I promise this post has a point. If you don't want to read about my animals, skip this post. If you don't want to read about animal responsibility, just read to the part where I talk about my dog. If you turn off the Sarah McLaughlin commercials because you've already rescued an animal, spayed or neutered it and it makes you sad, you can also skip this.
Olivia (left), Allistaire (right)
Allistaire and Olivia are my 4-year old kitties. After volunteering with the humane society in high school and working to rehabilitate feral cats who were going to be euthanized (who eventually became the happiest kitties ever in my parents household), I knew I wanted to adopt feral cats who would otherwise not be adoptable. Feral cats can be domesticated if you adopt them young enough, but it takes a ton of patience and work. My husband and I would sit for hours on the floor with chicken baby food to try to get them to come out from hiding and come near us. To this day, they're extremely wary of strangers, but great with me and my husband.
We got Eleanor from a woman whose dog had mistakenly gotten pregnant and was giving away the litter of puppies. She's the most expensive free dog I've ever known. Between allergies, stomach problems, anxiety, training, doggie daycare and the eating of objects which are not meant to be eaten, we've spent more money than we've ever spent on ourselves. We could have taken 10 trips to Hawaii in the 2 years we've had her.

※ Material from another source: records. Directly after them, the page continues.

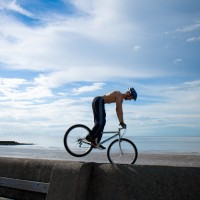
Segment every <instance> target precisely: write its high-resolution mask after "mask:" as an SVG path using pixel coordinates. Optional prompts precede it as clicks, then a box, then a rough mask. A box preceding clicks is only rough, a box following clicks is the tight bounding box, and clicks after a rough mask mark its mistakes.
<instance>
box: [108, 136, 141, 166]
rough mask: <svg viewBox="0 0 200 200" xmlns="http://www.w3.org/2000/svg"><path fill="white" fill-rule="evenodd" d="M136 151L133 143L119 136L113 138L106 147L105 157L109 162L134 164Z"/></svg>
mask: <svg viewBox="0 0 200 200" xmlns="http://www.w3.org/2000/svg"><path fill="white" fill-rule="evenodd" d="M137 156H138V151H137V148H136V146H135V144H134V143H133V142H132V141H130V140H128V139H126V138H121V139H120V142H119V139H117V140H114V141H113V142H112V143H111V144H110V145H109V147H108V151H107V157H108V160H109V161H110V162H111V163H118V164H134V163H135V161H136V160H137Z"/></svg>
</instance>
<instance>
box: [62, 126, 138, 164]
mask: <svg viewBox="0 0 200 200" xmlns="http://www.w3.org/2000/svg"><path fill="white" fill-rule="evenodd" d="M123 129H124V128H118V131H104V132H102V134H114V135H113V136H111V137H109V138H107V139H105V140H103V141H102V142H100V143H99V144H103V143H105V142H107V141H109V140H111V139H113V138H115V137H117V136H118V137H119V138H118V139H115V140H114V141H112V142H111V143H110V145H109V146H108V149H107V158H108V160H109V161H110V163H119V164H134V163H135V162H136V160H137V157H138V151H137V147H136V145H135V144H134V143H133V142H132V141H131V140H129V139H127V138H123V135H124V134H125V132H124V133H123V134H121V131H122V130H123ZM89 133H90V129H89V128H88V127H87V126H85V125H83V124H76V125H73V126H71V127H70V128H69V129H68V130H67V131H66V133H65V135H64V146H65V149H66V150H67V152H68V153H69V154H71V155H72V156H75V157H83V156H86V155H87V154H89V153H90V152H91V151H92V149H93V148H95V147H93V146H92V145H91V143H90V142H88V141H87V140H86V139H85V137H86V136H87V135H88V134H89Z"/></svg>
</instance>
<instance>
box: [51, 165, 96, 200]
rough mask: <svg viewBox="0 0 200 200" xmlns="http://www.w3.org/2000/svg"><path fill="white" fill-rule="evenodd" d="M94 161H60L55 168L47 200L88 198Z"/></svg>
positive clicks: (84, 198)
mask: <svg viewBox="0 0 200 200" xmlns="http://www.w3.org/2000/svg"><path fill="white" fill-rule="evenodd" d="M92 168H93V164H92V163H85V164H84V163H78V162H70V163H69V162H60V163H58V164H56V165H55V166H54V168H53V172H52V176H51V181H50V186H49V192H48V195H47V200H55V199H59V200H84V199H87V193H88V187H89V181H90V175H91V171H92Z"/></svg>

Ellie is a lab/rhodesian ridgeback mix, and is the perfect blend of the hyperactive, bad toddler lab and territorial ridgeback. Despite her issues, she's extremely lovable, expressive, funny and wonderful. She's the best practice for a child I could have ever asked for.
Why am I randomly posting about my fur kids? Not to sound like a Sarah McLaughlin-themed commercial (which you know you ALWAYS change the channel for because it's so sad), but so many people give away their animals and don't think of the consequences. Volunteering for Labrador Rescuers was one of the saddest and most rewarding experiences of my life. In addition to helping at adoption events and checking homes of potential families, I was in charge of answering all of the emails of people looking to adopt. I also had to deal with the people who were getting rid of their dogs. Because of the economy, a lot of the people were losing their houses and felt like they had no other options. Then there were people who had mistreated their animals or simply got tired of them. They weren't cute puppies anymore and hadn't been trained so they had issues. I had one guy who wrote me and said that if we didn't come get his dog in 30 minutes he would shoot it. One of our volunteers rushed down in the car and saved the dog, who was wonderful and was eventually adopted to a great home.
I'm trying to make a few points.
1. You have a pet. You have a responsibility. These pets can't take care of themselves. If you have an animal that you don't want anymore, taking it to the shelter isn't the solution. The Humane Society DOESN'T WANT YOUR ANIMAL. There's no room. The shelter isn't a happy field where animals run around and hug each other.
Here are stats from 1997 from the Humane Society website. The euthanasia stats have increased DRAMATICALLY since the recession, to the point where stats aren't even recordable:
- Of the 1,000 shelters that replied to the National Council's survey, 4.3 million animals were handled.
- In 1997, roughly 64 percent of the total number of animals that entered shelters were euthanized -- approximately 2.7 million animals in just these 1,000 shelters. These animals may have been euthanized due to overcrowding, but may also have been sick, aggressive, injured or suffering from something else.
- 56 percent of dogs and 71 percent of cats that enter animal shelters are euthanized. More cats are euthanized than dogs because they are more likely to enter a shelter without any owner identification.
- Only 15 percent of dogs and 2 percent of cats that enter animal shelters are reunited with their owners.
- 25 percent of dogs and 24 percent of cats that enter animal shelters are adopted.
It is estimated that approximately 3.7 million animals were euthanized in the nation’s shelters in 2008. This number represents a generally accepted statistic that is widely used by many animal welfare organizations, including the American Society for the Prevention of Cruelty to Animals (ASPCA).
2. Pet stores are not responsible. Google "Puppy Mills".
3. My parents have always gotten their dogs from a breeder to show them (in dog shows). I don't hate my parents, and I don't hate you if you got your dog from a breeder. I do always prefer that people adopt from a shelter. If you are going to buy a purebred dog and are set on getting it from a breeder, go to the breeder's house and see the living conditions. Find out about past litters. Papers mean nothing. Don't perpetuate bad behavior.